Could Samantha Power’s nomination lead to a change in policy on Syria and other far-away places that the US and the international community often try to put on the backbench? This is difficult to say. By now, there is no good solution on Syria, just one that it less bad than others. At the Security Council Power will represent the White House’s foreign policy but Obama remained elusive when referring to what Power’s nomination would mean to US foreign policy: “”She knows that American interests are advanced when we can rally the world to our side. And she knows that we have to stand up for the things that we believe in. And to ensure that we have the principled leadership we need at the United Nations, I would strongly urge the Senate to confirm her without delay.” “American interests”, “things that we believe in” and “leadership”? These are vague concepts with ever-changing meanings depending of interests at stake.
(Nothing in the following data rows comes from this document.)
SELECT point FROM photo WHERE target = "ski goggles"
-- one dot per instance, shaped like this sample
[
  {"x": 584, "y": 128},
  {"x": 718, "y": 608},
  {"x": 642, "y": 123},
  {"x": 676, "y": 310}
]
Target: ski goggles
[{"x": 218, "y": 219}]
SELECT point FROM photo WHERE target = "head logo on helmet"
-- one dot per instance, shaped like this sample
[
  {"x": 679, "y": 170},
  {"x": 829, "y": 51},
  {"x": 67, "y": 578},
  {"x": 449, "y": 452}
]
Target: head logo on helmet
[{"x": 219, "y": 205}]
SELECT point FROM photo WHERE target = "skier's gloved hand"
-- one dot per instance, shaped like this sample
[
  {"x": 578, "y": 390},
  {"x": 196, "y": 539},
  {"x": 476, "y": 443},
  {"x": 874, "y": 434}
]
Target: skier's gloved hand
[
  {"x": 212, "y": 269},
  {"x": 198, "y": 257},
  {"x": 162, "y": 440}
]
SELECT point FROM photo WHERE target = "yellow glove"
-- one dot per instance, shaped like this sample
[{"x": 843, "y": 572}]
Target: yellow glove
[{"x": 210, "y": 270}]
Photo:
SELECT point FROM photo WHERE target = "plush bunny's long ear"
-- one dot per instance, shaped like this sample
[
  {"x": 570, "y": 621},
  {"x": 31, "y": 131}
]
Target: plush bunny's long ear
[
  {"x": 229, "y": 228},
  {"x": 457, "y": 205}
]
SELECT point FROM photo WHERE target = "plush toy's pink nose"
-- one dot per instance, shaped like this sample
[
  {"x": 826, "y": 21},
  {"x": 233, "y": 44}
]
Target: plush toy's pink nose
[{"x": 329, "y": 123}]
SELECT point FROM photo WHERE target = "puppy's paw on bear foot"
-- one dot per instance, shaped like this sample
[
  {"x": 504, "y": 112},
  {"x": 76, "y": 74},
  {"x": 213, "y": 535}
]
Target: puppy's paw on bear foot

But her nomination is a sign of hope. First, She may no have a career as a diplomat but this is perhaps what is needed as well. Plus, as a member of the Obama administration, I believe that she learned the difficulties and limits of policymaking. Second, she is a careful interventionist because as much as she defends the security of civilians, she always knows that intervention can backfire and make matters worse if they are not carefully thought over. As she stated herself “(…) any intervention is going to come under fierce criticism, but we have to think about lesser evils, especially when the human stakes are just becoming ever more pronounced.”

She is an able and knowledgeable activist who may be able to bring important policy changes by suggesting alternative pathways. Even Senator John McCain, who has been urging the US to arm Syrian rebels, believes in her capabilities and welcomed her nomination. My main concern is whether she will be able to be heard and if she will have the ability and capacity to reconcile her believes, American interests and the self-interested nations that sit at the Security Council. If this is the case, she may be able to take decisive action.